The woman steps down into her rowing boat and casts off. You know this only from the sounds it makes. You are drawn to that iris, it seems to turn its head and look at you, but this is only an illusion of the wind. You watch the woman row, slowly, across the lake. When she nears the shore, you wander out from the treeline, towards the narrow wooden jetty she ties her boat up at. You have seen her cross the lake many times. Once, you crossed with her, but this was long ago, and those were different times.
Something in the air stops you. You had intended to speak with her, but now, you find it impossible to take another step towards that jetty. Every fibre of your being screams to turn back, to run, and you do not know why. She has not seen you yet. You are sure of this. Something in your gut tells you this is not the woman you know, something has changed in her. The forest knows it, the winds know it, now, you know it too. You creep back to the cover of the trees, and watch her tie up her boat, alight, leave. You can still feel the iris watching you.

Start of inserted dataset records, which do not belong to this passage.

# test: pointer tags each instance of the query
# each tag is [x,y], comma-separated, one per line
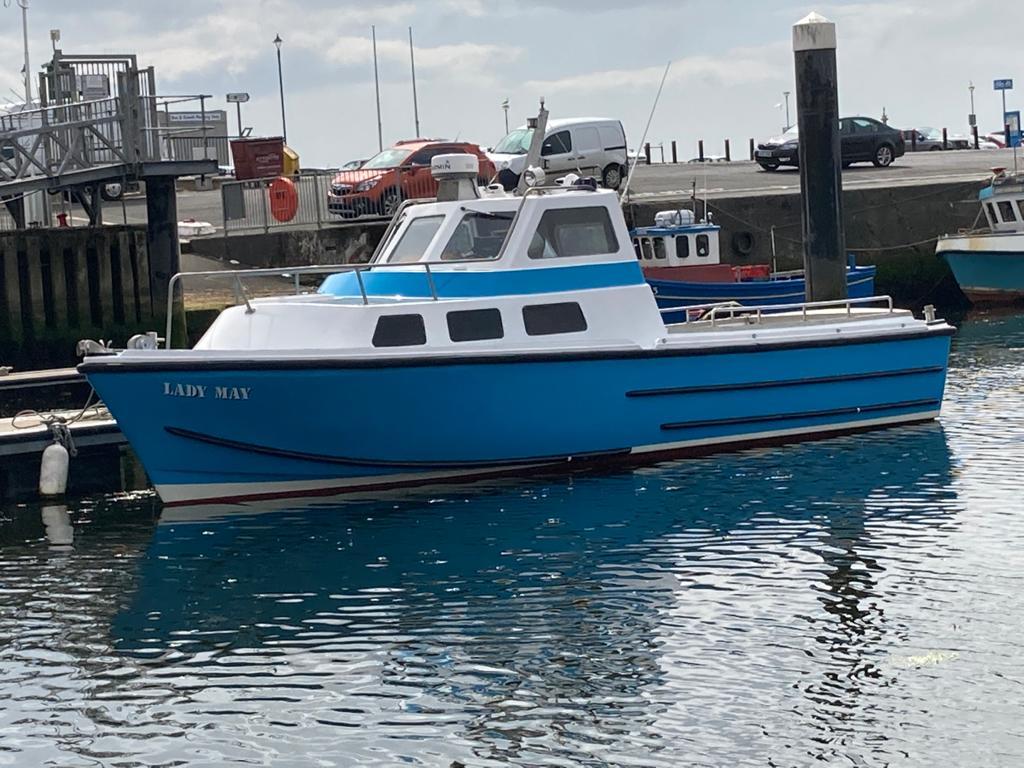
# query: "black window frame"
[462,333]
[550,320]
[413,340]
[685,240]
[549,222]
[566,143]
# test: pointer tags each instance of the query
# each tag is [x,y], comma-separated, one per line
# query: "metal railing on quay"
[754,313]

You wait for the sun to set, for the gold and pinks to fade to star spattered aubergine. You hear the squeak of bats, the soft woosh of owls skimming the cedar branches. The woods buzz in the night-time, the iris watches you all the while.
You walk out to the jetty, the wood creaks under your weight, the lake is silver in the moonlight. You take hold of the side of the little boat, steadying it as you step down. You stand there for a while, one foot on the jetty, one foot in the boat, both hands teasing out the knots that hold the boat to the mooring. The rope is thick and coarse in your hands, the knots are unfamiliar, but not complicated. When the boat is free you step down entirely and take up the single oar.
There, in the boat, on the lake, the night falls silent. The trees hold their breath, the iris watches. You row. The journey seems long, impossibly so. The only sounds are that of the water, dripping from your oar as you pull it from the surface of the lake and swap it to the other side, pushing yourself closer to the willow island. To the mound, to the iris.
You tie up the boat at the same tree that she did and step out onto the shore. As soon as your toes hit the cold, soft ground you feel it again – the warmth. You feel the leaves rustle, the water ripple, you feel the life in the earth shift and pulse and twist, you feel the energy shivering up through you. The iris bobs its head on the wind as you scoop it from the earth. You sit it against the exposed roots of the willow, and you dig.
You claw at the earth of the mound, pushing it aside. It is cold, colder than the air, and the earth beneath your feet. You feel the energy in your shoulder blades, in the back of your neck. You feel the dirt pushing itself up under your fingernails. Your hand hits something hard. You recognise the texture, terracotta. The iris watches.